Gallantly, the collie kept on, along his aimless route, still sniffing the ground; pedestrians giving him the widest possible berth and turning to look back apprehensively at him.
A man came briskly out of a store. So suddenly did he debouch onto the pavement that the dog had no room to avoid him. The man felt something collide glancingly with his knee; and peered down. He beheld a huge collie; mud-coated and bleeding from a graze on the flank.
Panic possessed the newcomer as he recalled the impact at his knee. By every law of fiction, this was a mad dog. The dog, of course, had bitten or at least tried to bite him, in passing—which was also the way of fictional mad dogs.
The man, like most of the world, was actuated by what he had read, rather than by what he had learned, or should have learned, from real life experience. Hence, he did the one regulation thing that was to be done, under the circumstances. He screeched at the top of his lungs:
“Mad dog! MAD DOG!”
A hundred persons stopped and stared apprehensively around them.
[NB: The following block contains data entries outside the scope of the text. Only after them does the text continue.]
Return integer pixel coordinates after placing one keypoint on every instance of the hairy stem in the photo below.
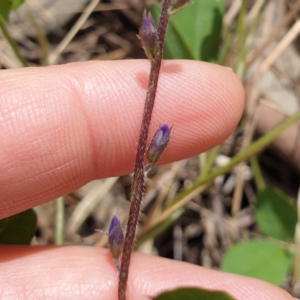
(137, 189)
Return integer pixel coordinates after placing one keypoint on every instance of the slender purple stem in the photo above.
(137, 189)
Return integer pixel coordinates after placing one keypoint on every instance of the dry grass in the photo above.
(218, 214)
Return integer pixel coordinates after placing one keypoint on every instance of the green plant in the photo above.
(270, 257)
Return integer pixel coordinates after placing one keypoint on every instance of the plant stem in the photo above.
(137, 189)
(59, 220)
(13, 44)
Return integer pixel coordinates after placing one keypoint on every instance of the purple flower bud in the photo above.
(148, 35)
(115, 237)
(177, 6)
(159, 142)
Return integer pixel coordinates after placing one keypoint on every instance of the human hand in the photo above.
(63, 126)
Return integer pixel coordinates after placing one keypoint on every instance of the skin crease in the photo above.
(63, 126)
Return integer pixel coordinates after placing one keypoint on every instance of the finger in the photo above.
(89, 273)
(63, 126)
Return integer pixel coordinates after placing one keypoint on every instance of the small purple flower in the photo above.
(115, 237)
(148, 35)
(177, 6)
(159, 142)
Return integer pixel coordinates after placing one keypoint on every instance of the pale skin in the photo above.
(64, 126)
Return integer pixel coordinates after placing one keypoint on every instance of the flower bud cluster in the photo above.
(177, 6)
(148, 36)
(158, 144)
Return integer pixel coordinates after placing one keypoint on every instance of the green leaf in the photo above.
(5, 7)
(16, 3)
(193, 294)
(258, 258)
(194, 33)
(18, 229)
(275, 215)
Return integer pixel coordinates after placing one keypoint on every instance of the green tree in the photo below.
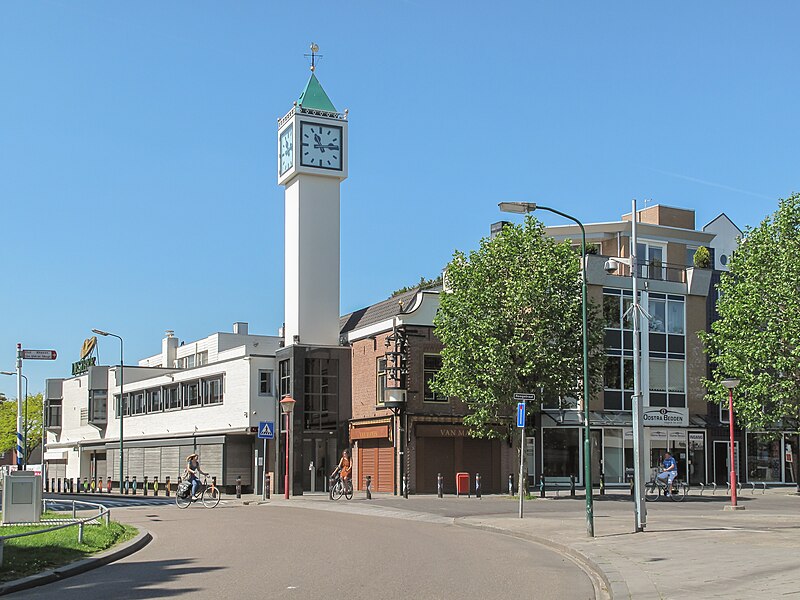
(8, 424)
(757, 336)
(510, 321)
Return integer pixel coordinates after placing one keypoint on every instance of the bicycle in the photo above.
(340, 487)
(208, 494)
(655, 488)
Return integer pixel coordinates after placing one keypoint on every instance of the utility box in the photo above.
(462, 484)
(22, 497)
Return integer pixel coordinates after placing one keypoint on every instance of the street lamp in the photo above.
(121, 397)
(731, 383)
(287, 406)
(25, 427)
(526, 207)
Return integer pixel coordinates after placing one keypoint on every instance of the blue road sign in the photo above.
(266, 430)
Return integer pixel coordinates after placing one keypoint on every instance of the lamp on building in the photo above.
(121, 407)
(287, 406)
(524, 208)
(730, 383)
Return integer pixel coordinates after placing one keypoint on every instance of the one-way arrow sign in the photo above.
(266, 430)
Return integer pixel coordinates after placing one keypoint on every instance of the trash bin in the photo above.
(462, 484)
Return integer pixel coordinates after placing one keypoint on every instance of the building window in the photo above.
(432, 364)
(212, 390)
(285, 378)
(171, 400)
(321, 399)
(265, 382)
(190, 393)
(380, 384)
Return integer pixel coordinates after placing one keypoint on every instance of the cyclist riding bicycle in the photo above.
(669, 471)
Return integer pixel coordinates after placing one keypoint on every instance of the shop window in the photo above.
(432, 364)
(265, 382)
(561, 452)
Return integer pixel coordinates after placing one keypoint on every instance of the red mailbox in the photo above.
(462, 484)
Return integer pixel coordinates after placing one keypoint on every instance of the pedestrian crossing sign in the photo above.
(266, 430)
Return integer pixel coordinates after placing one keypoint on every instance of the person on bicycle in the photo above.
(345, 467)
(669, 471)
(192, 469)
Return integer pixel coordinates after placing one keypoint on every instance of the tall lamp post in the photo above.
(287, 406)
(729, 384)
(524, 208)
(121, 398)
(25, 426)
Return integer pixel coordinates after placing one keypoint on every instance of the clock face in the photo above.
(321, 146)
(286, 149)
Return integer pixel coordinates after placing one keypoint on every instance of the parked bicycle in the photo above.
(340, 487)
(207, 493)
(656, 488)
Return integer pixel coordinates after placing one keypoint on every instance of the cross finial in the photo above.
(314, 55)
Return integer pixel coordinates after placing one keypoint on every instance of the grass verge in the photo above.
(36, 553)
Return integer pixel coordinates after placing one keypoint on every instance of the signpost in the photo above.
(266, 431)
(521, 399)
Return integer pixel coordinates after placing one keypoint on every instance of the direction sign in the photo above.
(39, 354)
(266, 430)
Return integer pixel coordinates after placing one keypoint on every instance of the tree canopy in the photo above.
(8, 424)
(510, 321)
(757, 336)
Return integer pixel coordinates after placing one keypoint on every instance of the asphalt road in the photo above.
(295, 553)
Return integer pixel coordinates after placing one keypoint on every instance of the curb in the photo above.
(79, 566)
(604, 587)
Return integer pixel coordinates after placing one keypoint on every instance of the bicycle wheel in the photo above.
(183, 502)
(678, 491)
(651, 491)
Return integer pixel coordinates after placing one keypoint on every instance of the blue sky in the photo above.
(137, 143)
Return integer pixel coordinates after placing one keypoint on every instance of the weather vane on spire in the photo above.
(314, 55)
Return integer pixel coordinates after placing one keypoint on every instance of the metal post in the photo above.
(19, 407)
(640, 511)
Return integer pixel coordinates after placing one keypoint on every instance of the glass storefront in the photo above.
(561, 452)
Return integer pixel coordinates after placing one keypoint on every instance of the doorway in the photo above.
(722, 461)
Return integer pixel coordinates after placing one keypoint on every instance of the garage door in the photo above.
(376, 459)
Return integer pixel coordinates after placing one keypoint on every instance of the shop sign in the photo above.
(665, 417)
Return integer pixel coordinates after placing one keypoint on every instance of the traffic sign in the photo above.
(39, 354)
(266, 430)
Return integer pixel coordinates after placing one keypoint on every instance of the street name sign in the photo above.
(266, 430)
(39, 354)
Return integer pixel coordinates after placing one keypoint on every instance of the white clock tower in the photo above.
(312, 163)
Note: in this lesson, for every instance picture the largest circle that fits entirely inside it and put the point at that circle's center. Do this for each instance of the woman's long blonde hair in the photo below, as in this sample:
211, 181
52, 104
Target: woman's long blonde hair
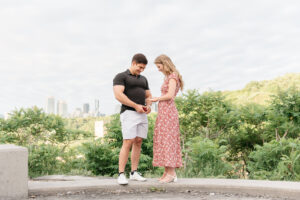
169, 67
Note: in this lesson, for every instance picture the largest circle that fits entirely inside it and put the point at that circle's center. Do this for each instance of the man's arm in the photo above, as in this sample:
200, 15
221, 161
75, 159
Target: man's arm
170, 94
123, 99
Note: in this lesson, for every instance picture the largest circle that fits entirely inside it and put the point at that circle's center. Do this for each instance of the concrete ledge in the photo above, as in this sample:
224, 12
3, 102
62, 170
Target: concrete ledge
252, 187
13, 171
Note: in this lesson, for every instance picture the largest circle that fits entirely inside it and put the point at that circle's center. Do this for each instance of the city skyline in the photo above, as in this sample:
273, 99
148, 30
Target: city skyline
73, 50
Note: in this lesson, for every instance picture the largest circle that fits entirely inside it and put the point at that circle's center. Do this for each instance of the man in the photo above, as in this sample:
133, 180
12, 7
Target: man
131, 90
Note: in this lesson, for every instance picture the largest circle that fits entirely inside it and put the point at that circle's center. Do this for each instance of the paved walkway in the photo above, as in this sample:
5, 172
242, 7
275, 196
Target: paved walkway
52, 185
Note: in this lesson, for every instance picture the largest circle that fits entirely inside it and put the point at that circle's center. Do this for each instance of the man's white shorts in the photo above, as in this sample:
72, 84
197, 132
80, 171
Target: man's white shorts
134, 124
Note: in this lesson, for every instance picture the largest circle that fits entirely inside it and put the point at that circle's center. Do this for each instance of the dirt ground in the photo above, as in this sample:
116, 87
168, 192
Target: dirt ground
156, 196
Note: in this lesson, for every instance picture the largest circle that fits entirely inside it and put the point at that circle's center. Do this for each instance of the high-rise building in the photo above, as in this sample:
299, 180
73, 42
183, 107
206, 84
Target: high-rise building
50, 108
62, 108
96, 111
77, 112
86, 108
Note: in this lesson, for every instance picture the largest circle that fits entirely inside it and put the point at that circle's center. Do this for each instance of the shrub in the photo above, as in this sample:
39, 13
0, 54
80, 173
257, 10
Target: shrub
207, 159
277, 160
42, 159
They saw a chalk-faced man clutching at his left knee with one hand while with the other he pointed dramatically at the harmlessly-trotting Treve. Again and again he waked the echoes with that imbecile bellow of “Mad Dog!”
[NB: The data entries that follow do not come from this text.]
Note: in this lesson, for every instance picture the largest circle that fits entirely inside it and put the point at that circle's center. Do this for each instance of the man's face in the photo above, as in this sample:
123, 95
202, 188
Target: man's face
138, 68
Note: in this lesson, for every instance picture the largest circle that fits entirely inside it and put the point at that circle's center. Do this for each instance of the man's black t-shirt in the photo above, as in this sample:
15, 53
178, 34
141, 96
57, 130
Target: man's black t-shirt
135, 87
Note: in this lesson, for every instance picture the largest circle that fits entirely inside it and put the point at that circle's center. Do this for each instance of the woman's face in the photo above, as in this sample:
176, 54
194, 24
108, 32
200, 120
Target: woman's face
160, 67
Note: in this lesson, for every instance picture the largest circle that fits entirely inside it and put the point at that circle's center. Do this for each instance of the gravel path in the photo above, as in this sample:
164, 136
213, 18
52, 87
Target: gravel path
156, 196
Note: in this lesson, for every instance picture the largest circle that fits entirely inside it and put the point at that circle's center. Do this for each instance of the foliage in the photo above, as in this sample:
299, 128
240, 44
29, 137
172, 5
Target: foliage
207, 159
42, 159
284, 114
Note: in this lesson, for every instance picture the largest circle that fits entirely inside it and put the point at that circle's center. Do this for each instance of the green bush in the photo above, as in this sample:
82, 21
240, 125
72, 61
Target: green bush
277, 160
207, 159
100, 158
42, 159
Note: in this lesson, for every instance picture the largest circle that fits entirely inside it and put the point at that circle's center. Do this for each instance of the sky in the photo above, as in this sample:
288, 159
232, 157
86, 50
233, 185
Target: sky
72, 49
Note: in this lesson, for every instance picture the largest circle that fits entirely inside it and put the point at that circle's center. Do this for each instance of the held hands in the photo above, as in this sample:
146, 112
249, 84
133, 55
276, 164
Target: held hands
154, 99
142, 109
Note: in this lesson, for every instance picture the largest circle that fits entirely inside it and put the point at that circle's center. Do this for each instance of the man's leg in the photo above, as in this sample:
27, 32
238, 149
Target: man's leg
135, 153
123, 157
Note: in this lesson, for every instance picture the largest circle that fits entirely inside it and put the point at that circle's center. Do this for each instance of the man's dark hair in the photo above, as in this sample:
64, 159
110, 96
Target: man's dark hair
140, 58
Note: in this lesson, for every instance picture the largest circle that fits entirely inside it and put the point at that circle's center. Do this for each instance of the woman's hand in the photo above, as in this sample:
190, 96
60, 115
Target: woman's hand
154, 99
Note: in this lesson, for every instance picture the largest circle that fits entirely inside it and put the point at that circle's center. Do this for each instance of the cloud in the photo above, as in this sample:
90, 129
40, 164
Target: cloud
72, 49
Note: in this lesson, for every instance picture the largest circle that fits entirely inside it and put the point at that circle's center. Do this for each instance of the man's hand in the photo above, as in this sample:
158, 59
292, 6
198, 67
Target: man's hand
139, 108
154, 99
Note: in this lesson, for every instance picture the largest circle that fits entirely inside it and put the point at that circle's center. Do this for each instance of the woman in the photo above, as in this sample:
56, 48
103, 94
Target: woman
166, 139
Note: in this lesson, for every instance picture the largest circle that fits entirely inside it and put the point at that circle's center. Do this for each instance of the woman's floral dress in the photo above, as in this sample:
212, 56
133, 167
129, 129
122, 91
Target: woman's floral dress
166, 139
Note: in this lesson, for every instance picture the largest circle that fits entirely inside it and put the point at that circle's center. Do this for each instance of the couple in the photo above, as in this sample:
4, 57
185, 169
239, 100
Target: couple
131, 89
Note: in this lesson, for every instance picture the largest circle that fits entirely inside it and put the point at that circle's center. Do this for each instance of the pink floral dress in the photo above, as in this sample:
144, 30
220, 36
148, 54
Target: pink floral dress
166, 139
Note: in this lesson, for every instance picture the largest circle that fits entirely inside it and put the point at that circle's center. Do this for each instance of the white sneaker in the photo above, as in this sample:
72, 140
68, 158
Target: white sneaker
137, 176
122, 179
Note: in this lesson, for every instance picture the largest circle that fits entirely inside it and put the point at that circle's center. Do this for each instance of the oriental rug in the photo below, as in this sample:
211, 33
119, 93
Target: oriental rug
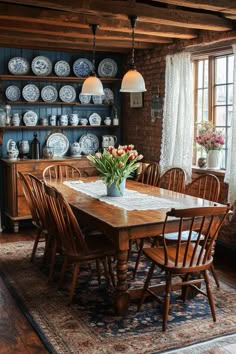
89, 326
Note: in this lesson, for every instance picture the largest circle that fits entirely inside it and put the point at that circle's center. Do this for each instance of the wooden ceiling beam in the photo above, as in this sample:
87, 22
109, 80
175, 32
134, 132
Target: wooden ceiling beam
146, 13
228, 6
82, 33
11, 12
80, 43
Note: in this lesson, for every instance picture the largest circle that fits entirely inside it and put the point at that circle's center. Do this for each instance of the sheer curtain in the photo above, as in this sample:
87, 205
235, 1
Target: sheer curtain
177, 133
230, 174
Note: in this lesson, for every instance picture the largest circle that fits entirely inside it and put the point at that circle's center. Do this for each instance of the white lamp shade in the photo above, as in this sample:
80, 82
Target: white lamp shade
92, 86
133, 82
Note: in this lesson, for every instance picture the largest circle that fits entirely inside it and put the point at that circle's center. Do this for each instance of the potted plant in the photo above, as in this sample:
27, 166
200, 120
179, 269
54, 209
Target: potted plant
212, 140
115, 166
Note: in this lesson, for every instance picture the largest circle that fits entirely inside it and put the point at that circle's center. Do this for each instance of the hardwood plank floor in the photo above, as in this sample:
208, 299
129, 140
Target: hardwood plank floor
16, 333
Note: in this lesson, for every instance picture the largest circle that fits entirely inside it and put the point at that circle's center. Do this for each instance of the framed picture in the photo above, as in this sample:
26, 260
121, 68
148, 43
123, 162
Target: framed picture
136, 99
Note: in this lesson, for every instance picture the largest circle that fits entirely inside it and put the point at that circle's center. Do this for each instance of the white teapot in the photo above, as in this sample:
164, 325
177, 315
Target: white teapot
76, 149
108, 140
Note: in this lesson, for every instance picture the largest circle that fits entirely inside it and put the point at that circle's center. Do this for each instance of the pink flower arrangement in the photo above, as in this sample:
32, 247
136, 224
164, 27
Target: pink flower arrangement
209, 137
116, 164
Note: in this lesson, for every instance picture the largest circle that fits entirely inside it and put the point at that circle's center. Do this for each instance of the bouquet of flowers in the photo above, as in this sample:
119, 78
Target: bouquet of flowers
115, 165
209, 137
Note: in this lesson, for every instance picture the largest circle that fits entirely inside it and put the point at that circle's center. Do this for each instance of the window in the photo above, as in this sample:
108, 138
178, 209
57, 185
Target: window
214, 95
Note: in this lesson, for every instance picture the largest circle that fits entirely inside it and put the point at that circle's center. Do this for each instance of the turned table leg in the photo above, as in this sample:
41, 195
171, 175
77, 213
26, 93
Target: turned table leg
121, 297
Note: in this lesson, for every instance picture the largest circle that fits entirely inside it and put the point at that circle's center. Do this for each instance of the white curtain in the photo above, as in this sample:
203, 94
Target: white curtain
177, 133
230, 175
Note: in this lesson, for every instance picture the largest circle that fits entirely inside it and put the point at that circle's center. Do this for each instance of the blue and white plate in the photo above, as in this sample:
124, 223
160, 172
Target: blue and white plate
95, 119
18, 66
59, 142
85, 99
31, 93
49, 94
89, 143
107, 68
82, 67
13, 93
62, 68
41, 66
67, 94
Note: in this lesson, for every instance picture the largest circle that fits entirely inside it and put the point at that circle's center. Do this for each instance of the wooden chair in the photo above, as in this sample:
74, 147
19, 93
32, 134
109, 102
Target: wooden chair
150, 174
206, 186
186, 258
77, 247
36, 219
52, 246
60, 172
173, 179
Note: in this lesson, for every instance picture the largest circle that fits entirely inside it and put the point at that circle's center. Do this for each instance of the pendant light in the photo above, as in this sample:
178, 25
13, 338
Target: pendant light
133, 80
92, 85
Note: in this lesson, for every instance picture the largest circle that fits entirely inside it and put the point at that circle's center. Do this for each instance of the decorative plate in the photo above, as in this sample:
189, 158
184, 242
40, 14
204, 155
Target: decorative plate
18, 66
108, 96
49, 93
30, 118
67, 93
95, 119
13, 93
97, 99
59, 142
85, 99
82, 67
89, 143
62, 68
31, 93
41, 66
107, 68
Only a few times did he have a chance to warble the fool-cry as a solo. In a moment or so, voices from everywhere had caught up the shriek. The street reëchoed to the multiple howl. People ahead turned in fright as they heard it. Then they saw the mud-streaked and bloody collie trotting in their direction; and they scattered squawkingly to the refuge of shop doors or parked cars. (Two local newspapers, next day, printed strong editorials on the menace of allowing dogs to roam, unmuzzled, in the city.)
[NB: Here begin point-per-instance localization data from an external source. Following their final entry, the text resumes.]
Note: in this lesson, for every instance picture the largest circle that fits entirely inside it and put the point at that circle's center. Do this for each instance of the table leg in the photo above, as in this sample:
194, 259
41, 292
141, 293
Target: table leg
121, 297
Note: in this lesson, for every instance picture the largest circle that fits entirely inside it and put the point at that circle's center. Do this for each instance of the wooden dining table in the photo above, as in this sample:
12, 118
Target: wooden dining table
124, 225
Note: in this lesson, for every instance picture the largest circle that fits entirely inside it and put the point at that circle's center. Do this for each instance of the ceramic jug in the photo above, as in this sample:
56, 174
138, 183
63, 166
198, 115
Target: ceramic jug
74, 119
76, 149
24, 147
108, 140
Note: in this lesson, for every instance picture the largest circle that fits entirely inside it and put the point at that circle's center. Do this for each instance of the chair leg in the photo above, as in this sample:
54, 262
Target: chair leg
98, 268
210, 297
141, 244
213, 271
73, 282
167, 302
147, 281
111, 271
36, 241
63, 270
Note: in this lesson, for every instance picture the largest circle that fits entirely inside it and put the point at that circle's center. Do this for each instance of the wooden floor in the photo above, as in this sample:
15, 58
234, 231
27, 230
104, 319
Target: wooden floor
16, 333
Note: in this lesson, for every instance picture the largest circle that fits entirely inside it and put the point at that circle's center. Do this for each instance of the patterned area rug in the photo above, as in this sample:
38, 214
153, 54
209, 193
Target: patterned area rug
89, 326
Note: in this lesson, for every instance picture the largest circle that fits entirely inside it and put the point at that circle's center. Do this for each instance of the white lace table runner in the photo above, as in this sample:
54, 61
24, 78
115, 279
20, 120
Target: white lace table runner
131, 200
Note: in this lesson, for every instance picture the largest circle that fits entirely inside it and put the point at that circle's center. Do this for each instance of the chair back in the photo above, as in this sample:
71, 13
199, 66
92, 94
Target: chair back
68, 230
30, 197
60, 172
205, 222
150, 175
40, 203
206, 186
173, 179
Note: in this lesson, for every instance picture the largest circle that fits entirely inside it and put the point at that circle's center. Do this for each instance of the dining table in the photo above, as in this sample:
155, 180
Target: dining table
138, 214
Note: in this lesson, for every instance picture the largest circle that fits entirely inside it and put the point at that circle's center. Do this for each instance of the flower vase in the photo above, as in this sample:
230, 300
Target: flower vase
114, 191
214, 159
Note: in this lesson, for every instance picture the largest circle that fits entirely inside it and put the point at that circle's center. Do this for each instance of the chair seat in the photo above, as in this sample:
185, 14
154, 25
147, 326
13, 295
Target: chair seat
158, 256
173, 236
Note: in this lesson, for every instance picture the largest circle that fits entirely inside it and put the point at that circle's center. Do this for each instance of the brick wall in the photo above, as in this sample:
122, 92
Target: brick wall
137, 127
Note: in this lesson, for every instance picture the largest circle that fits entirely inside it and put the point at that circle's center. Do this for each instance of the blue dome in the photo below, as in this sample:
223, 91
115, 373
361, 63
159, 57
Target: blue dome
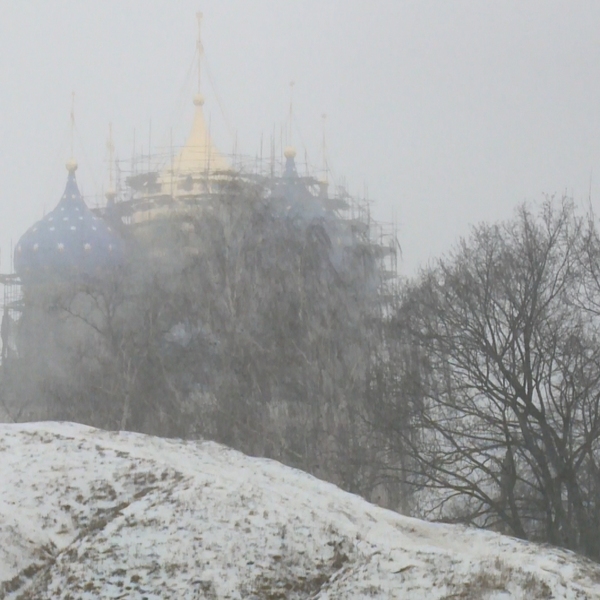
69, 242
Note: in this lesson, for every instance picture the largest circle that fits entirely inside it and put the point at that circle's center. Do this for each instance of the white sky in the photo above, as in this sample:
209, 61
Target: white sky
451, 112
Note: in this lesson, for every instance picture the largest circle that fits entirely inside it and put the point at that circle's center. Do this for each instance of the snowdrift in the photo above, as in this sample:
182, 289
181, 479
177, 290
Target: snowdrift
93, 514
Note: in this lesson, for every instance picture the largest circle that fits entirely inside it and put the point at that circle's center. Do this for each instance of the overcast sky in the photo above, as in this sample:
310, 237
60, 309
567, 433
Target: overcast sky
451, 112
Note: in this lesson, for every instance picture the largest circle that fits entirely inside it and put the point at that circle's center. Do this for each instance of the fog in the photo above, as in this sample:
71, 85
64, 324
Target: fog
448, 113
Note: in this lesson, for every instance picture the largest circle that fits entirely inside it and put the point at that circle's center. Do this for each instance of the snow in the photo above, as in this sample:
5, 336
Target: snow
92, 514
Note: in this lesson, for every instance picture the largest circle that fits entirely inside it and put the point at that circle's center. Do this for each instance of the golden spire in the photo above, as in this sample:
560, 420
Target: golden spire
72, 163
199, 154
199, 98
110, 194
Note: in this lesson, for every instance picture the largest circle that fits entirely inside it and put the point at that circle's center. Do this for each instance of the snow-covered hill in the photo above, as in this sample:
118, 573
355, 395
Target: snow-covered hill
91, 514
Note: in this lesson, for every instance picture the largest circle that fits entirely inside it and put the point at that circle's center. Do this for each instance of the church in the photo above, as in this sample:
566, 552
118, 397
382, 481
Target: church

Treve was unaware of the furor he was creating. For all he knew, this sort of bedlam might be an ordinary phase of street life. In any event, it was no concern of his. And he padded unconcernedly on; still sniffing in vain for his lost master’s footsteps.
His progress received a rude check, as a sharper note mingled with the looser volume of his pursuer’s yells. Some born idiot had drawn a pistol and had opened fire on him. A bullet spatted the stone pavement just in front of him; a pin-tip of the scattered lead stinging his sensitive nose. Treve stopped, and looked back, in mild wonder.
Then, for the first time, he realized that everybody in the world was racing along at his heels; waving umbrellas or canes or any other weapon. One youth had even snatched up a half-full tin ash-can and was brandishing it above his head; while a halo of blown ashes sifted lovingly down upon him and blew into the eyes of those nearest him.